2013/03/21-04:33:21 7fd77b7a3700 Generated table #3212838: 82924 keys, 1350832 bytes ##
2013/03/21-04:33:21 7fd77b7a3700 Generated table #3212839: 66792 keys, 1096768 bytes ##
2013/03/21-04:33:21 7fd77b7a3700 Generated table #3212840: 8577 keys, 144790 bytes ##
2013/03/21-04:33:21 7fd77b7a3700 Compacted 1@2 + 10@3 files => 13349718 bytes ##

There are two different types of message, but they both begin with a timestamp and a session identifier. We can parse this as follows:

{
  formats: [
    // Parse the timestamp and session identifier. Extract the rest of the line
    // in a catch-all "details" field.
    "$timestamp$ $session$ $details$",

    // Extract additional fields from a "Generated table" message. This format
    // begins with .* to indicate that it can start in the middle of the message.
    ".*Generated table #$tableId$: $keys$ keys, $bytes$ bytes",

    // Extract additional fields from a "Compacted" message.
    ".*Compacted $files$@$level$ \\+ $files2$@$level2$ files => $bytes$ bytes"
  ]
}

The first rule applies to all lines, and extracts the basic timestamp + session ID + details structure. The other two rules extract additional fields from specific messages. If a message matches several formats, they are all used.

Sometimes you don't want multiple formats to apply to the same message. Consider this hypothetical log fragment:

18:38:40 login by user aaaaaa
18:38:40 logout by user bbbbbb
20:21:48 initiating background scan
21:03:00 logout by user aaaaaa

We have login messages, logout messages, and other miscellaneous messages. Let's say you want to parse the login and logout messages specially, and then have a catch-all rule for the remaining messages. You could do that as follows:

{
  formats: [
    {
      format: "$timestamp$ login by user $userid$",
      halt: true
    },
    {
      format: "$timestamp$ logout by user $userid$",
      halt: true
    },
    {
      format: "$timestamp$ $miscellaneous$",
      halt: true
    }
  ]
}

Here, we've replaced each format string by a JSON object with two fields, "format" and "halt". The halt option indicates that when a log message matches this format, the parser should not examine any additional formats. Formats are tried in the order they appear in the parser definition.

Field Patterns

In the examples so far, field boundaries have always been defined by the text between the fields. Sometimes this isn't sufficient. For instance, consider this message from a system log:

Mar 20 18:38:40 host1 kernel: imklog 5.8.10

The delimiter between the timestamp and hostname is simply a space, but there are also spaces inside the timestamp.

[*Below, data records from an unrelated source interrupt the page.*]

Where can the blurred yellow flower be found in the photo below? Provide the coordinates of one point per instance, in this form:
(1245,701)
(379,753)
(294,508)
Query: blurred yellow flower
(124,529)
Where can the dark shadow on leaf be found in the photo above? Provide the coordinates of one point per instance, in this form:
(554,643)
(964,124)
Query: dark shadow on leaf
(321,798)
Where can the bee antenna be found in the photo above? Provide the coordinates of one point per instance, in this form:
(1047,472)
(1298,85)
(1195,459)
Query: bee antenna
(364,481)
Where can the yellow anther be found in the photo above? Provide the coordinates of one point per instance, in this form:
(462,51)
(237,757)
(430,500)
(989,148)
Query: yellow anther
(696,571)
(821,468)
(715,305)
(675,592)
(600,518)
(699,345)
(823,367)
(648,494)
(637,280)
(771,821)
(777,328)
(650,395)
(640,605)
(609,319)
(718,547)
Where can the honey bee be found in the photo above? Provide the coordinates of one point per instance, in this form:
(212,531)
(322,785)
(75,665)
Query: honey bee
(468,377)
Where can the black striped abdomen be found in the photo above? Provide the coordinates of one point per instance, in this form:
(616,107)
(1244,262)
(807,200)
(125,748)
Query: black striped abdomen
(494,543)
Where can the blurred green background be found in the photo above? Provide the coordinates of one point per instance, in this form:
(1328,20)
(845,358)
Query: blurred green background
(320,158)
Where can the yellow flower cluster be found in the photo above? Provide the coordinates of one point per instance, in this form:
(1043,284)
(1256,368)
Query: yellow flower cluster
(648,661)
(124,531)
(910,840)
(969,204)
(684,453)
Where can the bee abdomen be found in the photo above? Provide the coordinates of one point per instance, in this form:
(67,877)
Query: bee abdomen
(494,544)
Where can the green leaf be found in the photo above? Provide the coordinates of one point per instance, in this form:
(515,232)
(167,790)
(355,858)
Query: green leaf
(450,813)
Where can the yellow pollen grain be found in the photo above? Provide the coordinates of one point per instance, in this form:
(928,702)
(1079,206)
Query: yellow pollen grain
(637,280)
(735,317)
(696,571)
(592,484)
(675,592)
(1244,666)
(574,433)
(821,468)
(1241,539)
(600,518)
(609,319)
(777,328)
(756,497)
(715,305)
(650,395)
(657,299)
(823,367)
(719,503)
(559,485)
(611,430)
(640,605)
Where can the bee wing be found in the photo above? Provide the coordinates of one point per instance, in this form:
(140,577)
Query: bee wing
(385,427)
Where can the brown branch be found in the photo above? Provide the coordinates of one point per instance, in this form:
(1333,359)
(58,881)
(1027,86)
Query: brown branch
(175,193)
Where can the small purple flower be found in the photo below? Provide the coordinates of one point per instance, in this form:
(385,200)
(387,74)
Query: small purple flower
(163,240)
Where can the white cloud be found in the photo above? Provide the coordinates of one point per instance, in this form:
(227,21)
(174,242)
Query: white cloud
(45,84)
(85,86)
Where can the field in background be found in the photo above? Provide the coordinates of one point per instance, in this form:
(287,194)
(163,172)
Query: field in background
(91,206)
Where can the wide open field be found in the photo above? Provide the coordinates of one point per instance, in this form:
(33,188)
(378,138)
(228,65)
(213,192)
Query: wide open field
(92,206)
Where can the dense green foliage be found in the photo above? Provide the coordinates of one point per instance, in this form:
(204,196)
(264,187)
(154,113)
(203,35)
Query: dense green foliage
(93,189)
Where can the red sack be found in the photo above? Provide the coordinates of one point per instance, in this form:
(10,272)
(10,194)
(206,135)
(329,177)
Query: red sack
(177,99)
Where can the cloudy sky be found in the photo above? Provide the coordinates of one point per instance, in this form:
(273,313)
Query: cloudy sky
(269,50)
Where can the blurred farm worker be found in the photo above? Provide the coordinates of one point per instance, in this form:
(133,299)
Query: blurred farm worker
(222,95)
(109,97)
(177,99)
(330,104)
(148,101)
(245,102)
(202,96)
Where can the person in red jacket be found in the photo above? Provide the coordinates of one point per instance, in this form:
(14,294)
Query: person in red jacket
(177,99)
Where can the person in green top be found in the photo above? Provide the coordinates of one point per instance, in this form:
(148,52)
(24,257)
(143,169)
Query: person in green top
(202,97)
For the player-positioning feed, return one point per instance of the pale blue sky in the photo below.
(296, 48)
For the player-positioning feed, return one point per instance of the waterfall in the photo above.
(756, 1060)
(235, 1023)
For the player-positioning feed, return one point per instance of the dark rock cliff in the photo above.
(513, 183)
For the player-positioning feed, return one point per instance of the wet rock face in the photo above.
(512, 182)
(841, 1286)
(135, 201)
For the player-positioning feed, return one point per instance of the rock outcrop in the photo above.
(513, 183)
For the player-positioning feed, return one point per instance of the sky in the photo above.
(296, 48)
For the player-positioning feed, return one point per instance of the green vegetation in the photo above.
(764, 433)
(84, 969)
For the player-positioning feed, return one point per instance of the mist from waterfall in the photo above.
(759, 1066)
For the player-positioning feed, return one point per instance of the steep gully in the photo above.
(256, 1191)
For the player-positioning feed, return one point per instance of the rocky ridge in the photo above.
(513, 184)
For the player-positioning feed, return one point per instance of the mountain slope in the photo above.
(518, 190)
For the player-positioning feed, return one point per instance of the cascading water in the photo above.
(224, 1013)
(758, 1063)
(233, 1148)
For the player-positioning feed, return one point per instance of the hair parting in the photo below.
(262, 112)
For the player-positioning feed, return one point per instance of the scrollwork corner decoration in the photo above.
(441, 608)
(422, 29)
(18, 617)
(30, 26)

Thus, this simple format specification would not work:

$timestamp$ $host$ $process$: $text$

The timestamp field, delimited by a space, would match only the word "Mar". To address this, we specify a pattern for the timestamp field:

{
  patterns: {
    tsPattern: "\\w+\\s+\\d+\\s+[0-9:]+"
  },

  formats: [
    "$timestamp=tsPattern$ $host$ $process$: $text$"
  ]
}

Now, the timestamp field matches the full timestamp, as specified by tsPattern.

The following patterns are predefined:

  • digits — one or more digits
  • number — an integer or decimal number, optionally including an exponent suffix (e.g. "3.8E+6").
  • alphanumeric — any sequence of letters and/or digits.
  • identifier — a programming language identifier, i.e. a sequence of letters, digits, or underscores, beginning with a letter or underscore.
  • quotable — a value that may optionally be enclosed in double-quotes. If the value begins with a " character, it will match until the next ", with support for backslash escapes. If the value begins with any other character, it will match until the first instance of the format delimiter (the format text after this $...$ term).
  • quoteOrSpace — a value that may optionally be enclosed in double-quotes. If the value begins with a " character, it will match until the next ", with support for backslash escapes. If the value begins with any other character, it will match until the next whitespace character (or the end of the message).
  • json — a value that is delimited by { and } characters. Supports nested braces, and embedded string literals. This may be used to match a JSON object or any similar brace-enclosed value. If the value does not begin with a {, it will match until the first instance of the format delimiter.

Rewriting Rules

You can attach rewriting rules to any line format. A rewriting rule searches a field for a specified regular expression, and replaces the first match with a different string. One application is to remove "noise" components from a value for better clustering and analysis. For instance, suppose your application has URLs that look like this:

/account12345/foo

where "foo" is a page name, and 12345 is an identifier. If you want to see how frequently each page is accessed, you might want to remove the identifiers, leaving a value like "/account/foo" that will cluster nicely. The following rule will copy the "url" field into a second field "simplifiedUrl", with the account ID elided:

{
  formats: [
    {
      format: "...",
      rewrites: [
        {
          input:   "url",
          output:  "simplifiedUrl",
          match:   "/account[0-9]+/",
          replace: "/account/"
        }
      ]
    }
  ]
}

A line format can have any number of rewrite rules. Each rule is applied in order. The input and output field names can be the same (in which case the raw value is overwritten with the result of the rewrite rule).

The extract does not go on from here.